Je fais des statistiques méthodologiques, ce sont des statistiques qui peuvent s'appliquer à beaucoup de domaines différents. Je continue à aborder certains thèmes que j'ai développés dans ma thèse, la principale différence est que j'ai énormément élargi mes intérêts.
Expliquez-nous le parcours qui vous a mené jusqu’à votre poste actuel ?

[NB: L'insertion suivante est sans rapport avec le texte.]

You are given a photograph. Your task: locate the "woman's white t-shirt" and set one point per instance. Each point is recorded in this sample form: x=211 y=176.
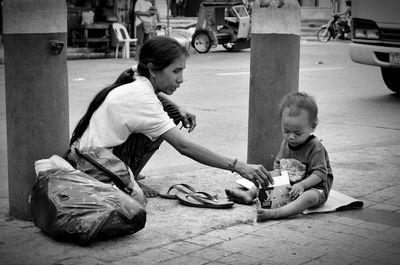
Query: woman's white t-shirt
x=130 y=108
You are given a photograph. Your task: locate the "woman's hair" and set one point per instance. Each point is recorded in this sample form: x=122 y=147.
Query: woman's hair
x=297 y=102
x=125 y=77
x=160 y=51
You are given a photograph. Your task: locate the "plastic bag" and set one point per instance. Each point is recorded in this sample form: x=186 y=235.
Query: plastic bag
x=73 y=206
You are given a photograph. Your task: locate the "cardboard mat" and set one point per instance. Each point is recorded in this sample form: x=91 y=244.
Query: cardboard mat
x=337 y=202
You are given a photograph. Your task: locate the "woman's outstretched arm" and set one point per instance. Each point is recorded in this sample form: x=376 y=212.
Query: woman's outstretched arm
x=255 y=173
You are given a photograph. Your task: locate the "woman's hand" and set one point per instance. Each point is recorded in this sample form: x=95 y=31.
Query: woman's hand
x=255 y=173
x=188 y=120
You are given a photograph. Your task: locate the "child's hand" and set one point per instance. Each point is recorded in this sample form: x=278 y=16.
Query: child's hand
x=296 y=190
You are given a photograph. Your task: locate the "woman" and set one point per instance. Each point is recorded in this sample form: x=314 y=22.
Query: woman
x=132 y=118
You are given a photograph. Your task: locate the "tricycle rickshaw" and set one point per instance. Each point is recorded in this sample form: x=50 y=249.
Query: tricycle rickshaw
x=222 y=22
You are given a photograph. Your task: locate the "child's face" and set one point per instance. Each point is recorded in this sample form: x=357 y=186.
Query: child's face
x=296 y=129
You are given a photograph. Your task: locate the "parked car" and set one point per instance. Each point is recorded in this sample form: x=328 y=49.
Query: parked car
x=376 y=37
x=222 y=22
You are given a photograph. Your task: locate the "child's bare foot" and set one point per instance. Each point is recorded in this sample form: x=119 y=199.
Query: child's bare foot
x=241 y=196
x=147 y=191
x=265 y=214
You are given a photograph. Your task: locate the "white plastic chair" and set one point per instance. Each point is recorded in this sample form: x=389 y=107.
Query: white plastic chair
x=122 y=37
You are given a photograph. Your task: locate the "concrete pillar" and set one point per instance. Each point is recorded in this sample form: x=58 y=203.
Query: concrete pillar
x=274 y=72
x=36 y=81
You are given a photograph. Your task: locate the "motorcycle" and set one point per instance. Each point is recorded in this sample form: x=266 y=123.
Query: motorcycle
x=331 y=30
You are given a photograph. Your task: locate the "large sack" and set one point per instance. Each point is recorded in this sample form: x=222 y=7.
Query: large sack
x=70 y=205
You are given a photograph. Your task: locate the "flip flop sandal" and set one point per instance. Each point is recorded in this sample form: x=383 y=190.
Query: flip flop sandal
x=202 y=200
x=180 y=188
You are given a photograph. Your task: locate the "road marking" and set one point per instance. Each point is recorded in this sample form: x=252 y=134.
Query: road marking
x=301 y=70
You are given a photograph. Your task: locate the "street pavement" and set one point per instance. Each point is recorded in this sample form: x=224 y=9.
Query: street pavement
x=178 y=234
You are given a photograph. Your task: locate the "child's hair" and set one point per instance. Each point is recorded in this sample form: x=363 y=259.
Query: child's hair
x=300 y=101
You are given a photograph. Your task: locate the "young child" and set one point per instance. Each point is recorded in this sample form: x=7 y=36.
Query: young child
x=302 y=155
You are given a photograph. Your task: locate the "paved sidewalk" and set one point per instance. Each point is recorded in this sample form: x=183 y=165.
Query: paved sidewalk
x=177 y=234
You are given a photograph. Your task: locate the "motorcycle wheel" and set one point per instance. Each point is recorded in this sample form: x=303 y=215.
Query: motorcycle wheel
x=201 y=42
x=324 y=35
x=229 y=46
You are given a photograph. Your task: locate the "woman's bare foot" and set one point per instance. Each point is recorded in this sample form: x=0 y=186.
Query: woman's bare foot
x=241 y=196
x=266 y=214
x=147 y=191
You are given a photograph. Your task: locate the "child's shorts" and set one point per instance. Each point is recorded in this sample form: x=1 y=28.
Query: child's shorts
x=323 y=197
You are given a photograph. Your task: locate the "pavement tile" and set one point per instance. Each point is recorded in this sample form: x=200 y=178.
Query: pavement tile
x=361 y=232
x=186 y=260
x=210 y=253
x=225 y=234
x=241 y=243
x=205 y=240
x=386 y=207
x=158 y=255
x=364 y=262
x=374 y=226
x=183 y=247
x=290 y=258
x=243 y=228
x=391 y=235
x=238 y=259
x=215 y=263
x=335 y=257
x=321 y=247
x=81 y=261
x=136 y=260
x=387 y=258
x=366 y=248
x=347 y=221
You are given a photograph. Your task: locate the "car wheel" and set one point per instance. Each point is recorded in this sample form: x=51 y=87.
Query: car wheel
x=201 y=42
x=391 y=78
x=323 y=35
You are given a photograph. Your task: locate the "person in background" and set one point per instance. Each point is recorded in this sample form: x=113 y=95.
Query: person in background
x=343 y=25
x=145 y=14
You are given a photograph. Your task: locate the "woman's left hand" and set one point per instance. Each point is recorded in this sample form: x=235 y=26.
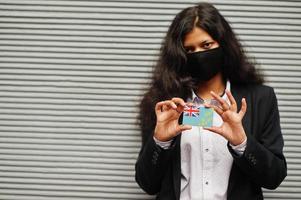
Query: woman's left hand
x=232 y=128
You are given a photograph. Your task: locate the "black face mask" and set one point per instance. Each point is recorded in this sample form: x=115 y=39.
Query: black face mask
x=204 y=65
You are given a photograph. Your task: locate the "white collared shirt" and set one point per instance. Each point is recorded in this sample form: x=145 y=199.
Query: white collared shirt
x=205 y=161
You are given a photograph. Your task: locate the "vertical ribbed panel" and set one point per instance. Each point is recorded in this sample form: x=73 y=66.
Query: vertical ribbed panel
x=72 y=74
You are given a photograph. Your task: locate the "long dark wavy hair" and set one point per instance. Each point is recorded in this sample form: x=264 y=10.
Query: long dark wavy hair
x=169 y=78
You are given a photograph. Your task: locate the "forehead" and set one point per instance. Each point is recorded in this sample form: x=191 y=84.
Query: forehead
x=196 y=36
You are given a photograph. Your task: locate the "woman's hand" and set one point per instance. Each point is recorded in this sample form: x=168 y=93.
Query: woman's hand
x=232 y=128
x=168 y=113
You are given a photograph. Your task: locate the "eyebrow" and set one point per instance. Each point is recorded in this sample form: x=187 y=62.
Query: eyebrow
x=203 y=42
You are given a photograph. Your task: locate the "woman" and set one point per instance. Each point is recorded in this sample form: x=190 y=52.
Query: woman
x=202 y=61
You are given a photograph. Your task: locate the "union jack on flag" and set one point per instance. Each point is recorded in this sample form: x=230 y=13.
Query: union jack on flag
x=192 y=111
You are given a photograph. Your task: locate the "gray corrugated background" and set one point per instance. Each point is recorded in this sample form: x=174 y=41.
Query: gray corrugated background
x=72 y=73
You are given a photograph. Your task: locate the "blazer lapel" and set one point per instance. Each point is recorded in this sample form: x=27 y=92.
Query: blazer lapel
x=176 y=167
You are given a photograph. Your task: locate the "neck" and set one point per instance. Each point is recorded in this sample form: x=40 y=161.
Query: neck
x=216 y=84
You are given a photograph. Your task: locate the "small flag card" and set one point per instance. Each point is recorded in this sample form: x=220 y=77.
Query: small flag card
x=198 y=115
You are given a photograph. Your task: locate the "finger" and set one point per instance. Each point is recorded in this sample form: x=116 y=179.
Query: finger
x=183 y=127
x=179 y=101
x=160 y=106
x=222 y=101
x=243 y=109
x=232 y=101
x=217 y=109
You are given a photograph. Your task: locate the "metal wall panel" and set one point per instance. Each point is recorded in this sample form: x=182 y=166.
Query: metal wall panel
x=72 y=73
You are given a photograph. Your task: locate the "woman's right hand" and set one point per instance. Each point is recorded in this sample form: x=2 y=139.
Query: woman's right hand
x=168 y=113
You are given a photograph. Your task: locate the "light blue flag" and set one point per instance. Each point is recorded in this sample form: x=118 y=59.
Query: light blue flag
x=198 y=115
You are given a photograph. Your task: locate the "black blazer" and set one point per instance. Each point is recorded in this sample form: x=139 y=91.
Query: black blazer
x=262 y=165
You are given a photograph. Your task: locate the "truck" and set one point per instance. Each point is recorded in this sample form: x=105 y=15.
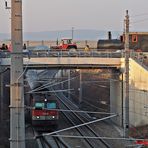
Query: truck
x=66 y=44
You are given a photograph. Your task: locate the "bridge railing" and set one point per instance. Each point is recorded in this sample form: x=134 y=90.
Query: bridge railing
x=93 y=53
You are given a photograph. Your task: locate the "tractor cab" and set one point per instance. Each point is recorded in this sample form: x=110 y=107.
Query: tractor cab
x=67 y=43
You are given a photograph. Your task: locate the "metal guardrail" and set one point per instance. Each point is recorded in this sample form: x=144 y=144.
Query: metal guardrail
x=93 y=53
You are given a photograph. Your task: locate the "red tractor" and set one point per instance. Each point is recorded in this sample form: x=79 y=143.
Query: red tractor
x=66 y=45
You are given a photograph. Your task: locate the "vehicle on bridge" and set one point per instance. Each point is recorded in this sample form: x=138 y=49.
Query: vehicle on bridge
x=65 y=45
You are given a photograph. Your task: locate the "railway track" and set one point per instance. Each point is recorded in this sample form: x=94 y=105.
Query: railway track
x=41 y=141
x=81 y=118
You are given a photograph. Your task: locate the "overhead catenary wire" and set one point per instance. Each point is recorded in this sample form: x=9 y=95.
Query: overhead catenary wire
x=76 y=111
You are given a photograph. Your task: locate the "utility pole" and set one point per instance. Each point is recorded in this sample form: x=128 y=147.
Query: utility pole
x=72 y=30
x=17 y=122
x=126 y=105
x=69 y=79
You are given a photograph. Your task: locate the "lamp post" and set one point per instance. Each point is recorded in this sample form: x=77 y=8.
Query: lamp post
x=72 y=32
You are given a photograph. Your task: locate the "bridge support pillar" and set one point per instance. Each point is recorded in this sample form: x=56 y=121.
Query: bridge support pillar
x=116 y=101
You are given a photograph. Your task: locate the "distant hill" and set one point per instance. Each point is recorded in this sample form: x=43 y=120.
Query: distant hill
x=53 y=35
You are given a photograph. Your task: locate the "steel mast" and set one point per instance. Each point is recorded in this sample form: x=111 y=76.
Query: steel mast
x=126 y=104
x=17 y=122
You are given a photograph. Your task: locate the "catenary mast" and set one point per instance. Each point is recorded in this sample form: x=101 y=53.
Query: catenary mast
x=17 y=123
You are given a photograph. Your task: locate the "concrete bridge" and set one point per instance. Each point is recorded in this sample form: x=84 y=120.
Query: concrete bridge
x=67 y=60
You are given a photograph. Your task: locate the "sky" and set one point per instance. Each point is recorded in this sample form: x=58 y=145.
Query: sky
x=51 y=15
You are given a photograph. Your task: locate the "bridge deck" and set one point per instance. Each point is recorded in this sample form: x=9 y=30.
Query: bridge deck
x=38 y=62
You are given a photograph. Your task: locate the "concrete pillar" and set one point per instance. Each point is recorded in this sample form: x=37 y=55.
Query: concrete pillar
x=116 y=101
x=1 y=95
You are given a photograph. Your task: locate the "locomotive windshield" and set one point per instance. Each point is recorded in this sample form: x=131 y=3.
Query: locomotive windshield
x=39 y=105
x=51 y=105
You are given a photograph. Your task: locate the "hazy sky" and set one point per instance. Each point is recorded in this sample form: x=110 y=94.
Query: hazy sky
x=47 y=15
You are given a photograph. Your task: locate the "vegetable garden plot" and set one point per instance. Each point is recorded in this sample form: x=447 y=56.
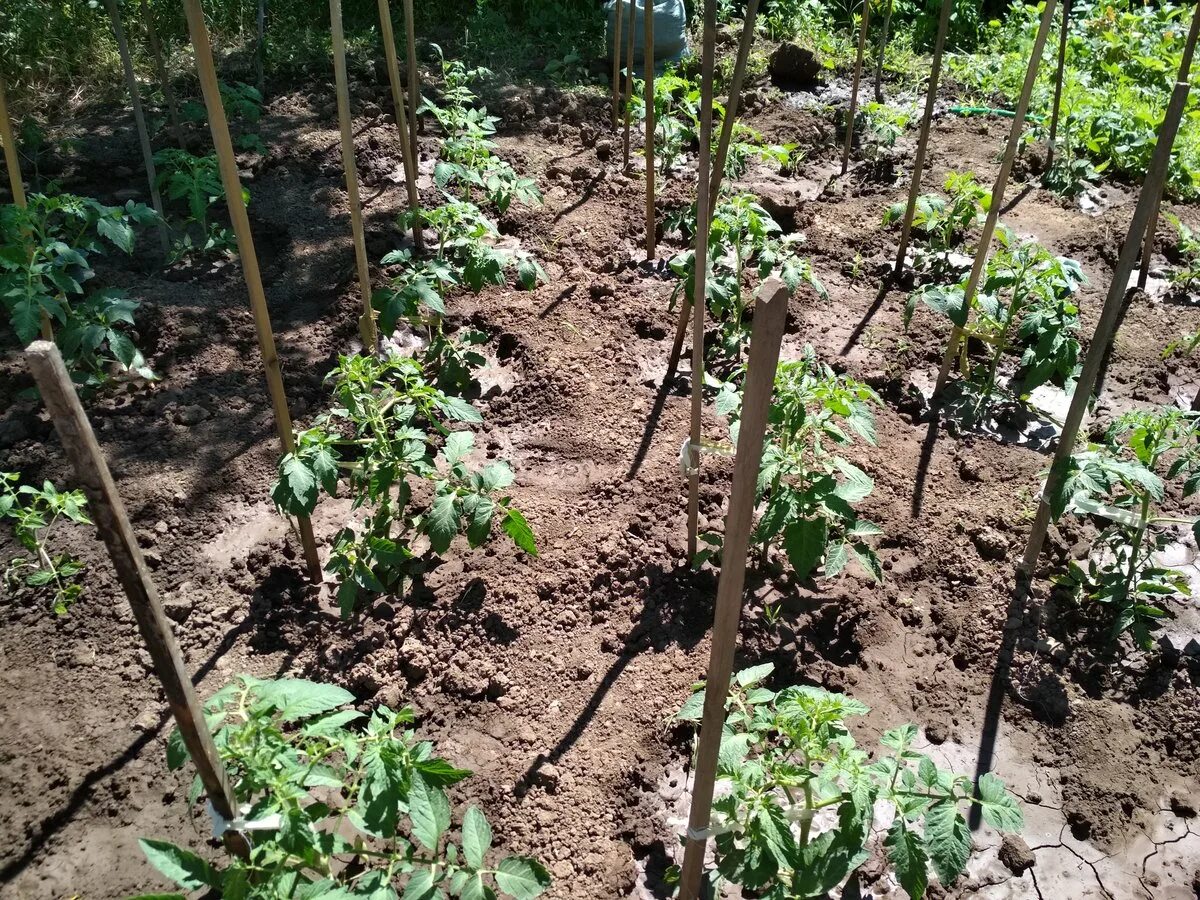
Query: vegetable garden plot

Il y a eu beaucoup de coïncidences. Durant mes études de bachelor en physique à l'EPFL, j’ai réalisé que ce n'était pas forcément un domaine qui m'intéressait et que j'aurais potentiellement de la peine à trouver un emploi qui me plaît après mon master. Pendant mon projet de master, j’ai développé un intérêt pour la finance et les statistiques. C’est à cette période que j’ai rencontré la professeure en HEC Valérie Chavez-Demoulin avec laquelle je suivais un cours. Je lui ai demandé s’il y avait la possibilité d’entreprendre une thèse. Elle m’a engagé pour un doctorat dans un domaine très éloigné de la physique, à l’intersection entre les statistiques et la finance. En commençant ma recherche, j’ai compris que ce qui m'intéressait le plus c'était les statistiques. A la fin de mon doctorat, je voulais repartir dans le domaine de la finance et j’ai travaillé quelques mois en entreprise. Mais je me suis rendu compte que j’appréciais l’académique. Je suis donc revenu dans l’académique quelques mois en 2016 avec deux post-doctorats, l’un à l’EPFL et l’autre à l’UNIL, tout en sachant que j’allais partir l’année suivante aux Etats-Unis où ma femme avait un travail. Lorsque je suis arrivé à New York en 2017, je ne savais pas vraiment si je voulais continuer dans l’académique ou aller dans l’industrie. J’ai postulé dans certaines entreprises de technologie (Google, Facebook). Avec la nouvelle administration américaine, le climat n’était pas propice à l’engagement d’étrangers sans visa ou carte de résident permanent, ce qui était mon cas. J’ai trouvé un post-doctorat à l’Université de Columbia auprès d’un collègue de ma directrice de thèse. Je lui ai écrit, il m'a répondu quelques jours après et je me suis retrouvé en post-doctorat à Columbia deux semaines plus tard. J’ai ensuite obtenu une bourse mobilité du FNS, puis j’ai postulé pour le poste de professeur assistant que j’occupe actuellement.
Quel conseil donneriez-vous à un·e doctorant·e ou à un·e post-doc qui prépare la prochaine étape de sa carrière ?
Planifiez mieux que moi. Je suis conscient d'avoir eu énormément de chance. C'est quand même risqué de postuler à des bourses ou à des postes de professeurs sans plan B – ce qui était mon cas lorsque ma bourse mobilité allait s'arrêter. Il y a eu des moments stressants. Ce n’est jamais agréable de ne pas savoir ce qui va nous arriver dans deux mois, si nos financements vont s’arrêter, si l’on va devoir cesser ce que l’on fait : c’est pesant et mieux planifier aurait résolu beaucoup de problèmes. S’ouvrir des portes en postulant à l’avance à un certain nombre d’emplois et avoir une meilleure idée des possibilités fait partie de cette planification.